Namun ada hal yang sangat berbeda disini, furniture nya memang terlihat lebih kaya dengan berbagai ukiran-ukiran serta patung wajah Punakawan dan Petruk yang merupakan tokoh dalam pewayangan Jawa. Kemudian ada ukiran yang dari kayu seperti gasing (permainan yang dapat berputar pada paksinya sambil mengimbang pada satu titik ), Dakon (permainan congklak ) dan pahatan kursi, meja yang antik dan juga piring gelasnya pun diberikan aksen tradisional lain. Sehingga membentuk suasana menjadi klasik,kuno namun elegant.
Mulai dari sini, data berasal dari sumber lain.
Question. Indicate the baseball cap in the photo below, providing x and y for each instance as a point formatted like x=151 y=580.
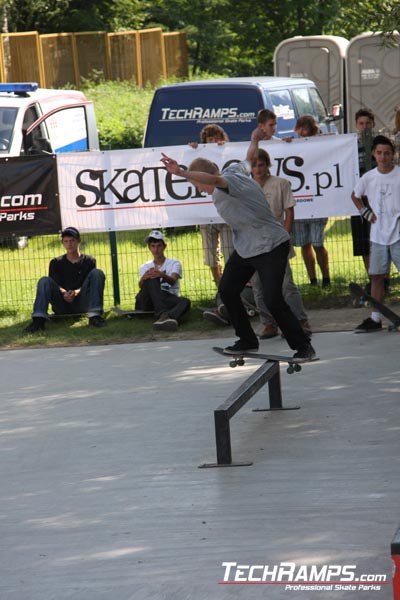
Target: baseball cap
x=72 y=232
x=155 y=235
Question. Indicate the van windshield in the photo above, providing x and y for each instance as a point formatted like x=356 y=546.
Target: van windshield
x=7 y=122
x=178 y=115
x=282 y=105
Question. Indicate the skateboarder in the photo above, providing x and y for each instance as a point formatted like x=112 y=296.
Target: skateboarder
x=261 y=245
x=278 y=194
x=74 y=286
x=377 y=197
x=159 y=285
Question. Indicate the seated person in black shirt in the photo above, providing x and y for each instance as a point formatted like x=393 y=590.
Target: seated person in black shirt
x=74 y=286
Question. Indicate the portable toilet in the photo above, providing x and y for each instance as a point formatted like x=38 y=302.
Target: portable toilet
x=373 y=78
x=320 y=58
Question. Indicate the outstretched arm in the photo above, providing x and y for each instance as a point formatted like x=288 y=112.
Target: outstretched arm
x=195 y=177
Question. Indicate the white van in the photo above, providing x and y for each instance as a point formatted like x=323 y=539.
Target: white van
x=34 y=120
x=178 y=112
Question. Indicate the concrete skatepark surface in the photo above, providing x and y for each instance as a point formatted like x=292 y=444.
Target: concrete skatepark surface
x=101 y=496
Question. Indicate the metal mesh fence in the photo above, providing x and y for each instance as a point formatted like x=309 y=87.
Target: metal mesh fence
x=21 y=269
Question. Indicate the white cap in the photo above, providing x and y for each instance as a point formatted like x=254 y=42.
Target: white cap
x=155 y=235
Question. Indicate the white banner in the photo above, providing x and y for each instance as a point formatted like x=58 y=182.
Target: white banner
x=131 y=189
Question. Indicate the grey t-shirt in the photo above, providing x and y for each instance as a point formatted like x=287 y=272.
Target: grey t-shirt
x=242 y=205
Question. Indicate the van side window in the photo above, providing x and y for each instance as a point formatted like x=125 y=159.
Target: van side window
x=7 y=120
x=319 y=104
x=282 y=105
x=37 y=141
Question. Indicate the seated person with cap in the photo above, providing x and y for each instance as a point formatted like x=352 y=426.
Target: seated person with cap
x=74 y=286
x=159 y=285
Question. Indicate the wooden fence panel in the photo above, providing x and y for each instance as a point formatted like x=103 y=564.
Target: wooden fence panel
x=125 y=56
x=22 y=57
x=56 y=60
x=92 y=51
x=152 y=55
x=60 y=60
x=176 y=55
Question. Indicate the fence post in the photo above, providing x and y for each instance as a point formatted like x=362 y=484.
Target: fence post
x=114 y=266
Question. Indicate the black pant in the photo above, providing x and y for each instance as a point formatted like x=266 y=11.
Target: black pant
x=270 y=267
x=152 y=297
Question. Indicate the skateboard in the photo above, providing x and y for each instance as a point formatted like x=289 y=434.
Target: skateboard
x=131 y=313
x=359 y=293
x=53 y=317
x=294 y=364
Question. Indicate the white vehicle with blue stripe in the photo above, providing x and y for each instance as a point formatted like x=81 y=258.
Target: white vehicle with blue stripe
x=35 y=120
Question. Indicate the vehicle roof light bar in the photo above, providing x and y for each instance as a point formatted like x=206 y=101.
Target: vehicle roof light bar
x=18 y=88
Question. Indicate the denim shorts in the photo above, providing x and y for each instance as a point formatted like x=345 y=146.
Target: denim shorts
x=382 y=256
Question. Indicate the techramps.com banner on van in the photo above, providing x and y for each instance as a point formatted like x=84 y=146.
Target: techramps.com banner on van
x=131 y=189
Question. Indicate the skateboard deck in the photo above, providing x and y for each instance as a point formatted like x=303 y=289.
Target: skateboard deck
x=294 y=364
x=359 y=293
x=75 y=316
x=131 y=312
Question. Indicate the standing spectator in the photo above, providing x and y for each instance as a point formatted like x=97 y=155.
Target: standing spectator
x=278 y=194
x=365 y=123
x=159 y=285
x=381 y=187
x=73 y=286
x=309 y=233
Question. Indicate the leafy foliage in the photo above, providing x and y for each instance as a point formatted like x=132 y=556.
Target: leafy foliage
x=121 y=111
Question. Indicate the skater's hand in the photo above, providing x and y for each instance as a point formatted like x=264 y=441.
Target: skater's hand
x=170 y=164
x=368 y=214
x=257 y=135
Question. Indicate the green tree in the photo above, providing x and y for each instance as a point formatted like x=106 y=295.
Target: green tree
x=55 y=16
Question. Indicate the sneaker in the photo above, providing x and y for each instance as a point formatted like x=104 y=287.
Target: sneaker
x=165 y=323
x=38 y=324
x=326 y=282
x=97 y=321
x=222 y=311
x=306 y=351
x=214 y=316
x=368 y=325
x=240 y=346
x=306 y=327
x=268 y=332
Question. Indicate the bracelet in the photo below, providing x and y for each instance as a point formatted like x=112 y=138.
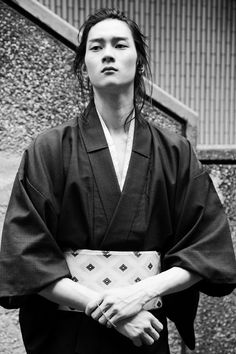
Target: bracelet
x=108 y=321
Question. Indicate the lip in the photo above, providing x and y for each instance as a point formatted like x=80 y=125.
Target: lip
x=108 y=68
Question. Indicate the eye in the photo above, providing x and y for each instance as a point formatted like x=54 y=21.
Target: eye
x=95 y=48
x=121 y=45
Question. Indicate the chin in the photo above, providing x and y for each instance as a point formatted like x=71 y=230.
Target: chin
x=114 y=86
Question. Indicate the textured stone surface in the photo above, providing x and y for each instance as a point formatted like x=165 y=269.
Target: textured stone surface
x=37 y=91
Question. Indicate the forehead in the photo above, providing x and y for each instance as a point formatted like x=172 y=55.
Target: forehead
x=110 y=28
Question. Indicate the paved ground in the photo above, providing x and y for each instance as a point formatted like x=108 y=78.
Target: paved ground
x=8 y=168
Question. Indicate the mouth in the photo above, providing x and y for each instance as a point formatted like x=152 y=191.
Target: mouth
x=108 y=68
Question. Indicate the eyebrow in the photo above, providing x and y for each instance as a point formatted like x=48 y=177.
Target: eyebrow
x=102 y=40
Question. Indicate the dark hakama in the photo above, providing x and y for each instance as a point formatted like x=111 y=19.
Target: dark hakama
x=66 y=195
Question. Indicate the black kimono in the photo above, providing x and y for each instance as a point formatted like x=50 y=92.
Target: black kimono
x=66 y=195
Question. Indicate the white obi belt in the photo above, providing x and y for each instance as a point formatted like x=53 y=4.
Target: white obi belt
x=102 y=270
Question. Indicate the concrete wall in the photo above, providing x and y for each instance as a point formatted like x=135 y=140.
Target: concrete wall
x=37 y=91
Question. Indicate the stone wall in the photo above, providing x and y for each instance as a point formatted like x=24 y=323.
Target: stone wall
x=38 y=91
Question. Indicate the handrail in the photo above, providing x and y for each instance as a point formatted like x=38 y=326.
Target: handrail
x=69 y=35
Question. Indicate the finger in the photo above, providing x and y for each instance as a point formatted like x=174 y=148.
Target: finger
x=153 y=333
x=137 y=342
x=92 y=305
x=147 y=339
x=157 y=324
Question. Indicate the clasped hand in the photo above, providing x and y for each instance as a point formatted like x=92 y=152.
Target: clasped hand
x=116 y=304
x=123 y=309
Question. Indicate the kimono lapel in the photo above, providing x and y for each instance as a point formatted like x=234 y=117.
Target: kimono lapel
x=120 y=207
x=134 y=187
x=100 y=160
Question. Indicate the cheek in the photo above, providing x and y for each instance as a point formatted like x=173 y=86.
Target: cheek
x=130 y=64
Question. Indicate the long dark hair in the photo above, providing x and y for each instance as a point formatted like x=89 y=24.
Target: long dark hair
x=143 y=67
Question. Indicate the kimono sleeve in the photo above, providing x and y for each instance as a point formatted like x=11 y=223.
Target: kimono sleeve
x=202 y=242
x=30 y=257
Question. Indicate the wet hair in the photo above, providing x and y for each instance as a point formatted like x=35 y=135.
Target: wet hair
x=143 y=67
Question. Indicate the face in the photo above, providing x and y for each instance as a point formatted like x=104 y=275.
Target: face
x=111 y=55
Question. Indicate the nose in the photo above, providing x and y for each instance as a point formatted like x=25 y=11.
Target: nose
x=108 y=56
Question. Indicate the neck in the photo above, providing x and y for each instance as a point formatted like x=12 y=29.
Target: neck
x=114 y=109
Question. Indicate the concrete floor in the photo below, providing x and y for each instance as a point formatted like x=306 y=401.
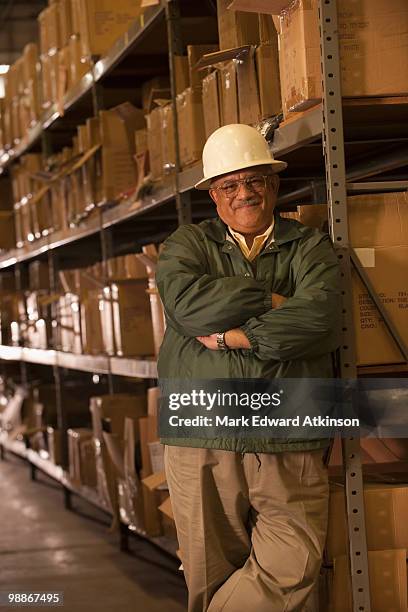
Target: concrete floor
x=43 y=547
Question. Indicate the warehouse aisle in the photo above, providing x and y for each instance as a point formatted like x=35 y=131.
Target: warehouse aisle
x=46 y=548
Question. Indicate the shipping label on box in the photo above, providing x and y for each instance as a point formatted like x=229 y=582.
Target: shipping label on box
x=229 y=94
x=236 y=28
x=387 y=269
x=211 y=103
x=102 y=22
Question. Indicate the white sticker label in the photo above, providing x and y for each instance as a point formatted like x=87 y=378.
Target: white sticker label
x=366 y=257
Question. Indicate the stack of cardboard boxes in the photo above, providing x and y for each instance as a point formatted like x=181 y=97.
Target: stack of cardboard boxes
x=115 y=312
x=243 y=85
x=20 y=109
x=372 y=50
x=133 y=489
x=378 y=232
x=100 y=167
x=107 y=315
x=72 y=33
x=386 y=507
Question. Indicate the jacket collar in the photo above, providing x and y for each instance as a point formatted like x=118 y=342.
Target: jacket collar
x=285 y=230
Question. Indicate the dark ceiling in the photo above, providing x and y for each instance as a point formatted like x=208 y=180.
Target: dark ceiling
x=18 y=26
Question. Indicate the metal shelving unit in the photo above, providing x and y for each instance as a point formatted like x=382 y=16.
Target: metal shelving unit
x=38 y=462
x=98 y=364
x=358 y=159
x=123 y=46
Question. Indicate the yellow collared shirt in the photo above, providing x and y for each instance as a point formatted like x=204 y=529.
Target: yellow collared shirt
x=257 y=245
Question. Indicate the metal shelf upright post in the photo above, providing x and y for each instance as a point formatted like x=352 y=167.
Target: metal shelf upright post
x=175 y=46
x=333 y=145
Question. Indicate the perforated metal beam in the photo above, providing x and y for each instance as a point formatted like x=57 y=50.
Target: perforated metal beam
x=333 y=145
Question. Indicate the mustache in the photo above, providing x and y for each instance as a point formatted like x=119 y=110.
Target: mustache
x=248 y=202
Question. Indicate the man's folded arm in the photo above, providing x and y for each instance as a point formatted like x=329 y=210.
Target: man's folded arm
x=196 y=303
x=308 y=323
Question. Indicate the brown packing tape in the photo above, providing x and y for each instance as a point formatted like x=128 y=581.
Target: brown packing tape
x=213 y=59
x=154 y=481
x=166 y=508
x=100 y=283
x=114 y=444
x=259 y=6
x=84 y=158
x=150 y=264
x=49 y=299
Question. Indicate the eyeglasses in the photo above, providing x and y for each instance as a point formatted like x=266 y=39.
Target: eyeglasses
x=255 y=183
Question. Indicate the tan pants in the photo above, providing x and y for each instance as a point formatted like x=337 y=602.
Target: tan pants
x=251 y=528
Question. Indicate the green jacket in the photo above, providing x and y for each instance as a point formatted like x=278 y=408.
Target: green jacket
x=207 y=286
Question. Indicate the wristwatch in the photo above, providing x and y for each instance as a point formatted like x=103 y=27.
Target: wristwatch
x=221 y=341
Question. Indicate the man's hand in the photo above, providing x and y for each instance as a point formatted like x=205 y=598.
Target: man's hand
x=209 y=341
x=234 y=339
x=277 y=300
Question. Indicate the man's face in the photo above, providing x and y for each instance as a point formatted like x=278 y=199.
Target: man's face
x=247 y=206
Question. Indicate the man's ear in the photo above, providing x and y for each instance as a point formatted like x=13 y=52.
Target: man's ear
x=213 y=195
x=275 y=182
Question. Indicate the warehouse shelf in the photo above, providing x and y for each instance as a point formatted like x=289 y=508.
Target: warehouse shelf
x=11 y=353
x=100 y=69
x=57 y=473
x=301 y=130
x=39 y=356
x=98 y=364
x=127 y=208
x=17 y=447
x=133 y=368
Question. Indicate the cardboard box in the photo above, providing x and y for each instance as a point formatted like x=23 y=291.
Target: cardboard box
x=385 y=509
x=239 y=84
x=104 y=21
x=159 y=87
x=388 y=582
x=78 y=66
x=236 y=28
x=387 y=269
x=182 y=73
x=126 y=267
x=54 y=445
x=248 y=97
x=133 y=332
x=167 y=139
x=7 y=230
x=194 y=54
x=82 y=465
x=378 y=232
x=91 y=325
x=211 y=103
x=267 y=68
x=38 y=275
x=229 y=93
x=191 y=126
x=117 y=408
x=148 y=434
x=30 y=61
x=43 y=33
x=370 y=53
x=153 y=120
x=261 y=6
x=64 y=10
x=117 y=127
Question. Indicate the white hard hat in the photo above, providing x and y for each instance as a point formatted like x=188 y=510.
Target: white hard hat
x=235 y=147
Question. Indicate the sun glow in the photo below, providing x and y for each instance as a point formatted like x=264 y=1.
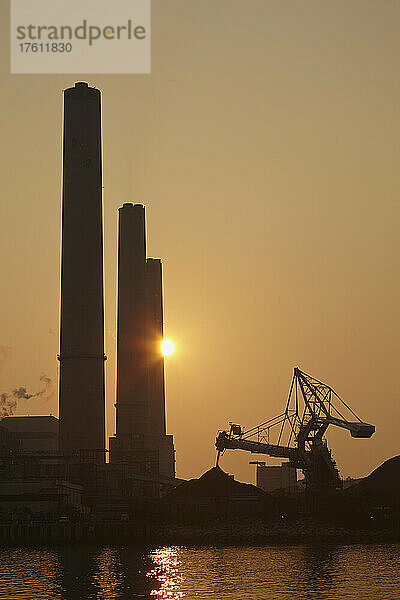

Suguhan yang sangat berbeda dari apa yang pernah saya alami sebelumnya, dan menurut saya ini pengalaman yang sangat menarik karena dizaman sekarang ini jarang kita menjumpai restoran yang bertemakan angkringan didalam sebuah bangunan kuno. Penyajian makanan nya merupakan kombinasi jajanan-jajanan khas Solo untuk makanan ringannya dan untuk makanan beratnya seperti halnya angkringan yang ada di Solo dan Jogjakarta.
Kebanyakan
pengunjung yang ada diresto angkringan ini adalah bule, mereka datang dari Jerman, Prancis maupun Korea. Saya mencoba sesekali berkomunikasi
dengan mereka dengan bertanya bagaimana pendapat mereka tentang Angkringan
Pendopo ini.
This is very awesome. The theme is traditional so i eat Indonesia food while enjoy typical carvings of Indonesia. I wanna learn how to carve this sculpture. ~ Bug Young
Bug
young mengatakan dia sangat tertarik dengan budaya Indonesia dan ingin sekali
belajar bagaimana caranya mengukir patung-patung yang di pamerkan diresto
angkringan ini. Bug young yang berasal dari Hongkong datang ke Indonesia untuk
belajar bahasa Indonesia. Selanjutnya, dia mengatakan sering menghadiri pasar
triwindu yang merupakan pasar yang khusus disediakan untuk para pemahat dan
pengrajin seni di Solo. Dan dia menjelaskan bahwa Ukiran yang ditampilkan ini merupakan
ukiran tangan dari pengrajin asal Solo yang ada di pasar triwindu (dalam hati :
kenapa dia lebih tau daripada saya). Saya sebagai pemuda lokal merasa malu mendengarkan dia menjelaskan tentang ukiran
Indonesia. Harusnya saya yang menjelaskan nya kepada mereka, namun malah
sebaliknya.
Dengan
kejadian itu, Saya begitu menyadari tentang sebuah culture yang kita miliki,
keberanekaragaman budaya, bahasa, seni dan juga ukiran yang tercipta dari
sebuah leluhur yang menjadi Mahakarya Indonesia. Kita memiliki Sumber Daya
Manusia yang handal, yang mampu mengenalkan pahatan-pahatan Khas Indonesia
dikanca Internasional. Menciptakan ragam pahatan yang menjadi salah satu topik
yang hangat dibicarakan pada acara-acara ukiran Internatioanal. Seharusnya kita
bangga dan mempelajari serta melestarikan budaya kita. Sebagai pemuda, mari
kita membantu pengrajin-pengrajin Indonesia mempromosikan hasil pahatan mereka,
sehingga tidak termakan oleh zaman. Kita negara yang kaya akan potensi bumi
kita, dan Negara lain harus tahu tentang itu.
Ketika orang luar memuji dan ingin belajar kekayaan budaya kita, kebanyakan dari kita malah mengabaikan milik budaya kita sendiri. Ketika negara tetangga mengklaim budaya kita, barulah kita protes dan peduli.